In accordance with a second formulation, the insulin is provided in a solution formulation. In this embodiment a dry powder is preferably dissolved in an aqueous solvent to create a solution which is moved through a porous membrane to create an aerosol for inhalation. Such solutions can be of the type which are made available commercially for injection and/or other solutions which are more acceptable for intrapulmonary delivery. An example of a suitable solution for generating aqueous aerosols from a nebulizer is the 0.9% saline solution disclosed in Laube, U.S. Pat. No. 5,320,094.

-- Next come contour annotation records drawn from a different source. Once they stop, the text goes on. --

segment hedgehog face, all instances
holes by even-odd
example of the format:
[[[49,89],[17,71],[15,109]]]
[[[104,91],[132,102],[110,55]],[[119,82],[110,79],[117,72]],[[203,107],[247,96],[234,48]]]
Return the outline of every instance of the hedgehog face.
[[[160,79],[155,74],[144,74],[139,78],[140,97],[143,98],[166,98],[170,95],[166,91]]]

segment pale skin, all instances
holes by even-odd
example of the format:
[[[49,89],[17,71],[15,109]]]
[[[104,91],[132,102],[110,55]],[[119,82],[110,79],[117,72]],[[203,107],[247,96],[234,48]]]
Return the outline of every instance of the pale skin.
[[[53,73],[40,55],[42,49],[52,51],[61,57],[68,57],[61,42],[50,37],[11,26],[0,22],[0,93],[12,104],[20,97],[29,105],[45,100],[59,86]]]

A preferred form for inhaled administration of insulin is as a dry powder. Preferred insulin dry powders include those which are described in U.S. Pat. No. 5,997,848 to Patton et al. Such insulin powders comprise free flowing particulates having a size selected to permit penetration into the alveoli of the lungs, generally being less than 10 μm in diameter, preferably less than 7.5 μm, most preferably less than 5 μm, and usually being in the range from 0.1 μm to 5 μm in diameter. Preferably, the insulin particle size is in the range of 0.5 to 3.5 μm. The aforementioned particle sizes generally apply to solid particles. It is also feasible to employ larger size particles which are aerodynamically light but which have a mean diameter much larger than 10 um, say 5 to 30 um. Such particles generally have a low tap density, less than. 0.4 g/cm, and a mean diameter between 1 and three microns. Such particles are disclosed in U.S. Pat. No. RE37,053 E, and in PCT published application WO 01/13891, both herein incorporated by reference. In any case, the insulin powder employed should be of a size that is adapted to penetrating to the deep lung where it can be absorbed through the alveoli.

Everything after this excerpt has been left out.